Do We Really Need Another Journal?


  • Tiit Mathiesen University of Copenhagen Neurosurgery MD, Ph.D.





A new Journal sees dawn – but didn't we already have too many journals and too many articles published to go to oblivion rapidly? Publishers take advantage of the move towards open access. The need to attract an audience and select papers for high-quality decreases with the move towards business models where journals charge article processing fees to cover expenses and create margins. The Journal of Global Neurosurgery (JGNS) is not a business project: it is far more altruistic and intends to fill a real need. The long-term prospects will not depend on revenue but on the sustainability of the publication model, which by necessity must be low cost and non-profit – other ways, the new journal will not be able to fill the need.

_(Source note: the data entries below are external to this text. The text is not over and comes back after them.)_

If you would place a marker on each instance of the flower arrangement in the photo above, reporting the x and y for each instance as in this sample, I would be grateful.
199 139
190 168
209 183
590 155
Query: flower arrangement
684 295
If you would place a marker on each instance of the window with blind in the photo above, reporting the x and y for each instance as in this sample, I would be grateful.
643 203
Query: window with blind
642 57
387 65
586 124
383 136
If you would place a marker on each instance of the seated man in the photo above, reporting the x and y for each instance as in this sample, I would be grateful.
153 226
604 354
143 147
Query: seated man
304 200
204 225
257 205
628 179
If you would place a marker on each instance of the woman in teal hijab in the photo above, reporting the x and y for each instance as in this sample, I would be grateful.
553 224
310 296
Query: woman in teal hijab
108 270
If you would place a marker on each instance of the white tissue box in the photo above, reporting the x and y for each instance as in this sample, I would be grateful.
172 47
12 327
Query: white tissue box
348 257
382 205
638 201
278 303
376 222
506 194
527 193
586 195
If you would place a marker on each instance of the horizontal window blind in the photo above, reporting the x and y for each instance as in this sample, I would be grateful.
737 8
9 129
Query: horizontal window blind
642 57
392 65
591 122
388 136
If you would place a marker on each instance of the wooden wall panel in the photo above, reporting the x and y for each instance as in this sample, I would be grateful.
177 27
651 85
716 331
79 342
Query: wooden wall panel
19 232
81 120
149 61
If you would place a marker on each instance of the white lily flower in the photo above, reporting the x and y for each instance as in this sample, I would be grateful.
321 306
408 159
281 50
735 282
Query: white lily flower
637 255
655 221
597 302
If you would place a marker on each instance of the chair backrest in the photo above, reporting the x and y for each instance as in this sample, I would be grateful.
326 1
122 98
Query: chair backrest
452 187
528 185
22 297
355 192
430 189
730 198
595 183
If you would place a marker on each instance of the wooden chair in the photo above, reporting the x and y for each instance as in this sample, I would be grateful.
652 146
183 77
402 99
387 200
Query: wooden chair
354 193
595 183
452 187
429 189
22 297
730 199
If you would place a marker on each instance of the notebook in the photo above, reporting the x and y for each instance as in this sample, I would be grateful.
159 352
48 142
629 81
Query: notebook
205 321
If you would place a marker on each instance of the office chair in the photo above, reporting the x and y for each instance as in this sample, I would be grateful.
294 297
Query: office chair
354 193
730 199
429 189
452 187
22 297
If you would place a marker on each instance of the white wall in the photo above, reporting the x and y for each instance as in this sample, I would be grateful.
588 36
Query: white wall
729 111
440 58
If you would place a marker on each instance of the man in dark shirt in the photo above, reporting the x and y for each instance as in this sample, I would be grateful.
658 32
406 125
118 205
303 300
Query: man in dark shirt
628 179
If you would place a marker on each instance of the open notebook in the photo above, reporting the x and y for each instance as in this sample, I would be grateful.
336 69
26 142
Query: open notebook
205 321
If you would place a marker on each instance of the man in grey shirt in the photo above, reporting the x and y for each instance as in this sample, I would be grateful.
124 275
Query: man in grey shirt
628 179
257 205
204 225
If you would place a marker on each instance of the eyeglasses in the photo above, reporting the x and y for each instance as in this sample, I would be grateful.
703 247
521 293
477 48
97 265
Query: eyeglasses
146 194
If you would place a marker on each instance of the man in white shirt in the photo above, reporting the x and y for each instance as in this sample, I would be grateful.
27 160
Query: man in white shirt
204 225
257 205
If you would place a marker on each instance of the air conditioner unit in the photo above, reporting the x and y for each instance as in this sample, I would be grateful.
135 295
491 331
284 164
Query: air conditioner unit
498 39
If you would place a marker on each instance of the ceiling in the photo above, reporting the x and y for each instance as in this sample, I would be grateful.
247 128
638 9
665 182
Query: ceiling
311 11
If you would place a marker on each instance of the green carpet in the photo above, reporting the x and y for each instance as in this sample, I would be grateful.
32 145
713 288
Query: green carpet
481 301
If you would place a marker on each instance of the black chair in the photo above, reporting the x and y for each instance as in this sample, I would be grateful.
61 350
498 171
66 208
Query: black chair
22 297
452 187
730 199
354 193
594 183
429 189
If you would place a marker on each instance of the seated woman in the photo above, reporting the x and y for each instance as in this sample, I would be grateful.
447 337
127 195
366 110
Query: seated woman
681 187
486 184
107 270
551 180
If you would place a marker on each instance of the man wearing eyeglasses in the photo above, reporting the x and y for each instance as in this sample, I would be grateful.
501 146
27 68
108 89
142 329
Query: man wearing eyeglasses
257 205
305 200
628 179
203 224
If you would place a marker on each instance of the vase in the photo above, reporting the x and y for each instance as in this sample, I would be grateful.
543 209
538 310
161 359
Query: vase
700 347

"Global Neurosurgery" is becoming increasingly vogue. Individual neurosurgeons and the World Federation of Neurosurgical Societies have fostered projects to develop our specialty in low- and middle-income countries (LMIC), where single neurosurgeons have catered to many millions of patients. We see a worldwide quiet revolution of expanding surgical infrastructure and dissemination of knowledge in countries previously deprived. The stakeholders of this revolution have soon identified a veritable glass ceiling when it comes to publication. Submissions have frequently been seen as relevant or generalizable for the audiences of existing journals. Clinical neuroscience in LMICs is, much to the surprise of many practitioners and editors in previously established structures, different. Fundamental issues such as study population and external validity were rediscovered when population data, research findings, and practice guidelines from affluent, relatively elderly western people with access to smooth infrastructure and exquisitely equipped hospitals were applied with little meaning in LMICs with different demographics and epidemiology. Yet, many clinical studies from LMICs were adapted to previous literature's format and style, without detecting the unique qualities, "the cracks in the wall" of existing paradigms, that would bring the progress of knowledge and change. I believe that a research community with a thorough understanding of the specific qualities of infrastructure and epidemiology in LMICs is being established, and it needs dedicated platforms. A journal is one such platform that can serve to define and direct the subspecialty.